The only good thing about Lisa’s announcement was that it took the attention off me and my new thing of doing comedy, which I was getting kind of nervous about. On one hand, it was exciting to have found something I seemed to be good at and maybe even enjoyed. On the other, I didn’t have any idea what to do next. I’d just opened my mouth and jokes had come out, but I couldn’t keep doing that indefinitely.
I had to figure out what comedy really was and stuff, like when Luke Skywalker goes to the remote system of Dagobah to learn the ways of the Force from the ancient Jedi Master Yoda or whatever.
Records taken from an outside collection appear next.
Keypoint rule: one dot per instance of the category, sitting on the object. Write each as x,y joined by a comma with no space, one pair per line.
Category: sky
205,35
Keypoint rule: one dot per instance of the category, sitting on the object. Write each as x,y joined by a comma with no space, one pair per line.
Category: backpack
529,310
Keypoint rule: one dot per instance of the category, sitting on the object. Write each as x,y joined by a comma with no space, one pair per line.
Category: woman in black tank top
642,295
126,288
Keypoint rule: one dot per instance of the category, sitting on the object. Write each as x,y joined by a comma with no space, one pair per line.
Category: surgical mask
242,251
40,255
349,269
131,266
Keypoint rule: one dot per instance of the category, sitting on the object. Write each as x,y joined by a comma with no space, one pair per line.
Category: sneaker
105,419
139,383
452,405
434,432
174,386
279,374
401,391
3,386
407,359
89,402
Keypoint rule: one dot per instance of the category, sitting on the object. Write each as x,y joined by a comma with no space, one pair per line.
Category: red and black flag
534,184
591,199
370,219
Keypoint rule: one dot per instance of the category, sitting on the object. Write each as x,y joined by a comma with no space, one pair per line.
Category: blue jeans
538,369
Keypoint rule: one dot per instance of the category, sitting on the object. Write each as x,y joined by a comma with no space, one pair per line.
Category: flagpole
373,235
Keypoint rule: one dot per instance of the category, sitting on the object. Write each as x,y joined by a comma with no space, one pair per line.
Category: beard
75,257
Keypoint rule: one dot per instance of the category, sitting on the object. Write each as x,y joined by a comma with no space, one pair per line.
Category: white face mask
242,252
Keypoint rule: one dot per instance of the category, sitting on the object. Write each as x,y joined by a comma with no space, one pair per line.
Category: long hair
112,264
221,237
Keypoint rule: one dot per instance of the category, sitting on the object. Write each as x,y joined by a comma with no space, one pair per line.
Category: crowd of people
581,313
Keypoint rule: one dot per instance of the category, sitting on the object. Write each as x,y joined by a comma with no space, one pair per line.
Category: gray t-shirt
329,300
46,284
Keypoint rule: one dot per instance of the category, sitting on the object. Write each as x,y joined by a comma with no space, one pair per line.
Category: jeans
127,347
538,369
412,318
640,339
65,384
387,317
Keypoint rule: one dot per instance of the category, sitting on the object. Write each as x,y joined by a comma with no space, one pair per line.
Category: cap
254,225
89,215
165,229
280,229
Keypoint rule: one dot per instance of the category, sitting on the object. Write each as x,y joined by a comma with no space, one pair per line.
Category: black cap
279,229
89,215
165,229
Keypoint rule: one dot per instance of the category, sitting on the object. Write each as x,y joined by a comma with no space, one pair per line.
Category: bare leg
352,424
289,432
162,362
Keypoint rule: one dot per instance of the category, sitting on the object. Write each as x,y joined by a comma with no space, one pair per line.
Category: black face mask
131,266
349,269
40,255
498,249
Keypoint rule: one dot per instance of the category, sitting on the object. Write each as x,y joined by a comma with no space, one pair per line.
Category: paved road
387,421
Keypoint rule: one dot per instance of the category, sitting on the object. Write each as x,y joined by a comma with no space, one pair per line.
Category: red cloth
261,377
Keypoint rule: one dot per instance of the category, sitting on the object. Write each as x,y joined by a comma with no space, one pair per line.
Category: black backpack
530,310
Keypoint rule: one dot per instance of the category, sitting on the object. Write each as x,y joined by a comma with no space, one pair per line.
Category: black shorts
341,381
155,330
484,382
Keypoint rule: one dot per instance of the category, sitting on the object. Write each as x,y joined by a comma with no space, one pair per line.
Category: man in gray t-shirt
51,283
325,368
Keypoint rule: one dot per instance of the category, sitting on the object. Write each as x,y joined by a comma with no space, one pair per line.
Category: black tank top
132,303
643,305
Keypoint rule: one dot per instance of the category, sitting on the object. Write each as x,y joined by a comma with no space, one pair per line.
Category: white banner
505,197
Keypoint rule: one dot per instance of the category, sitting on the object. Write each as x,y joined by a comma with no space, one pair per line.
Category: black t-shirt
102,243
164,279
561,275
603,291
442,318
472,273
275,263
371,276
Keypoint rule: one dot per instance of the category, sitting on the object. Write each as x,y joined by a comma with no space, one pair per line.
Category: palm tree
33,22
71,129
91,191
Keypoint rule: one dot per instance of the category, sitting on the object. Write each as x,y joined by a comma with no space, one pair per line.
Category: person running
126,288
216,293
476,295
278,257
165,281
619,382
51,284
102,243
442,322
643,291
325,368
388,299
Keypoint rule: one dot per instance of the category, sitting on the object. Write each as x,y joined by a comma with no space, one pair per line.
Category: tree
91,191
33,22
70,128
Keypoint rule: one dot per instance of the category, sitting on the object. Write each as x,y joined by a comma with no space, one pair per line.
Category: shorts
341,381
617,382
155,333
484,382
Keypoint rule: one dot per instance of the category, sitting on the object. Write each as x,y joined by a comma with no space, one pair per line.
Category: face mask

I worried about it for a couple of days, while Mom and Dad and Lisa discussed college and dreams and responsibilities and it became clear that Mom and Dad were not going to win. Then I decided to stop turning a good thing into a bad thing and put it out of my mind until I was back in school. After all, this was vacation. So instead, I worried about whether to go parasailing with Lisa, and specifically whether I might fall out of the harness and break my legs hitting the water and then get ripped apart by sharks. None of which ended up happening. Hooray.